Sound the Sirens: Hot Snakes, Live in Manchester
“I’m bringing nothing but my tan to the UK next week for these shows.”
Time moves fast. Since John Reis was most recently in Manchester, the venue that he last played at has closed down and one of his many musical outlets, Hot Snakes, have announced their first record in fourteen years. His last appearance round these parts was on December 1st of last year.
That night, he was Speedo, as Rocket from the Crypt delivered one of the last-ever performances by anybody at the now-defunct Sound Control. Tonight, around the corner, he brings Hot Snakes back to the city for the first time since the band reformed in 2011. They did make it back to the North West of England that same year - in December, at Liverpool's dearly departed Kazimier - and no doubt the management at Gorilla will be hoping that Reis does not represent some kind of concert hall grim reaper.
The difference between that show at the other side of the Mersey and this one is that they were simply firing through the back catalogue back then; this time, there’s more of a purpose about Hot Snakes.
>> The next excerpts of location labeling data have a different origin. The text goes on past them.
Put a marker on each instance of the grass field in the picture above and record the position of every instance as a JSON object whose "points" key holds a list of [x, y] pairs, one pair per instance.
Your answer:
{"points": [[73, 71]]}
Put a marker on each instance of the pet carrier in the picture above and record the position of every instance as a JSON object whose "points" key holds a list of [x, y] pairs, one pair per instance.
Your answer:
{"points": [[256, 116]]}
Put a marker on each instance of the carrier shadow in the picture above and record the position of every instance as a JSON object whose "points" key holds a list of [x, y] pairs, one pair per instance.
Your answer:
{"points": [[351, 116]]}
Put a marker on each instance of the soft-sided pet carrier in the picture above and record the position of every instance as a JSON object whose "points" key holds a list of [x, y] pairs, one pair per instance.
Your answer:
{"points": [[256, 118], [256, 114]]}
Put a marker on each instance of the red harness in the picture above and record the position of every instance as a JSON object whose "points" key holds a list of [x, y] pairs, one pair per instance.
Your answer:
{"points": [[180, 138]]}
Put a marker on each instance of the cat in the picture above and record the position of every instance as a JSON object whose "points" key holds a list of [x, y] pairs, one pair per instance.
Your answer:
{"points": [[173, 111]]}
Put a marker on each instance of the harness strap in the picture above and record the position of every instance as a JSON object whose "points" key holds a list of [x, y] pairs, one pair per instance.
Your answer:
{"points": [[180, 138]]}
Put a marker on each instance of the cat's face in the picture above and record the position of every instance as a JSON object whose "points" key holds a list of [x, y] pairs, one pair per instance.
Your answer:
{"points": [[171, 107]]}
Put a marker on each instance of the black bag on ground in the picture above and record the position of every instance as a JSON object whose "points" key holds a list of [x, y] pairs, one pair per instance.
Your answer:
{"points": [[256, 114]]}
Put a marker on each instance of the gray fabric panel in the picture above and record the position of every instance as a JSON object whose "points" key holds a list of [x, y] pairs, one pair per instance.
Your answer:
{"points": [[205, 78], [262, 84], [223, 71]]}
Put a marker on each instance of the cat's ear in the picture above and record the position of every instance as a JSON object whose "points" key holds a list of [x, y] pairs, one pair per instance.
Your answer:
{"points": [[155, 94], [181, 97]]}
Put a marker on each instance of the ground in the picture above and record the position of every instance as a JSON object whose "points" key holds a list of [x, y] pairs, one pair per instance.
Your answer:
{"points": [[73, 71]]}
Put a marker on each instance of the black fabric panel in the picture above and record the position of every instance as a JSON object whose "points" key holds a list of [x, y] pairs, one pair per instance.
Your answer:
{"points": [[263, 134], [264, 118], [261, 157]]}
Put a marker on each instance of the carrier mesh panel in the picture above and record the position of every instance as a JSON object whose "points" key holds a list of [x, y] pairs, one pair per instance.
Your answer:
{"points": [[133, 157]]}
They’ve signed to, and reissued their last three albums via, Sub Pop ahead of this tour, and on March 16th, they’ll put out a comeback LP, Jericho Sirens.
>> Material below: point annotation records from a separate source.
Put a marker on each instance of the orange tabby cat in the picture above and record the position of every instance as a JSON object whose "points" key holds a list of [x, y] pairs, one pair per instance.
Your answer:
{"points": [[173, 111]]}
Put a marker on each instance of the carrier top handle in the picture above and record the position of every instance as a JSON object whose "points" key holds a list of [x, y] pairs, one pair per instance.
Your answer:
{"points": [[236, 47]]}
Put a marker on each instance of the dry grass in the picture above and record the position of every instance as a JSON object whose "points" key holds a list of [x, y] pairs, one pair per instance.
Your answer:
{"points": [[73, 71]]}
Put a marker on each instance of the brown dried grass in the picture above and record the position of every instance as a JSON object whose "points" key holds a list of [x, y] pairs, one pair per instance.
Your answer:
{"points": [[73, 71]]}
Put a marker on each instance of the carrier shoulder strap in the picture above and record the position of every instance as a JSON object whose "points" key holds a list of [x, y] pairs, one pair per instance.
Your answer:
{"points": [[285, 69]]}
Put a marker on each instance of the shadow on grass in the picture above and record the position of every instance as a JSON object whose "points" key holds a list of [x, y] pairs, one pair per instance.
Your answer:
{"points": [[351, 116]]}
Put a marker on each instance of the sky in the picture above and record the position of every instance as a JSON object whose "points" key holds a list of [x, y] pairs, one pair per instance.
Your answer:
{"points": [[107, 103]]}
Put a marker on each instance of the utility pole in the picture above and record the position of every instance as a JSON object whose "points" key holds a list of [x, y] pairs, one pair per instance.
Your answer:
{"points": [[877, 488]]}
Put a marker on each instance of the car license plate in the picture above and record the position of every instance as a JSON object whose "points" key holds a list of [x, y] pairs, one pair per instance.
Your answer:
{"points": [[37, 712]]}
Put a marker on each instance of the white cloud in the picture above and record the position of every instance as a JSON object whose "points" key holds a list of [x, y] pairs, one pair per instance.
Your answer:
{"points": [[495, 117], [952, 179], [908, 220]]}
You might therefore consider tonight, as the first show on the first proper tour since the record was announced, as the beginning of another chapter for Hot Snakes, and one that’s been waiting to be written for well over a decade. They start slowly. Opener "Death Camp Fantasy", from the new album, has the four-piece displaying palpable signs of rust and frontman Rick Froberg looking uncharacteristically tentative. "Who Died" goes over similarly.
Happily, Hot Snakes might be the world’s premier purveyors of furious riffs, so once they tear through a chaotic rendition of "LAX", all bets are off. The four-piece tap into a rich rock and roll vein therefrom, and tear through a set that primarily incorporates fan favourites. Sweat begins to fly off of Reis during "XOX", and it’s a cascade that never dries up for the next hour or so. Froberg sparks into life on the old-school likes of "Braintrust" and "This Mystic Decade". There’s even a timely, real-world slice of relevance when "Gar Forgets His Insulin" is dropped; apparently, bassist Gar Wood did indeed leave his anti-diabetes medication on the wrong side of town last night, at the yuppie pizza joint Crazy Pedro’s.
Hot Snakes have been on the road, on and off, for six years, but tonight finally feels like the beginning of something more concrete than exhilarating bursts through the hits. The Jericho Sirens incarnation of this band begins here and, for all the predictable lethargy early on as the machinery begins to whir into life, there’s more than a few glimpses here that one of the world’s premier punk groups is heading back somewhere close to top form. Time moves fast, but Hot Snakes have not withered.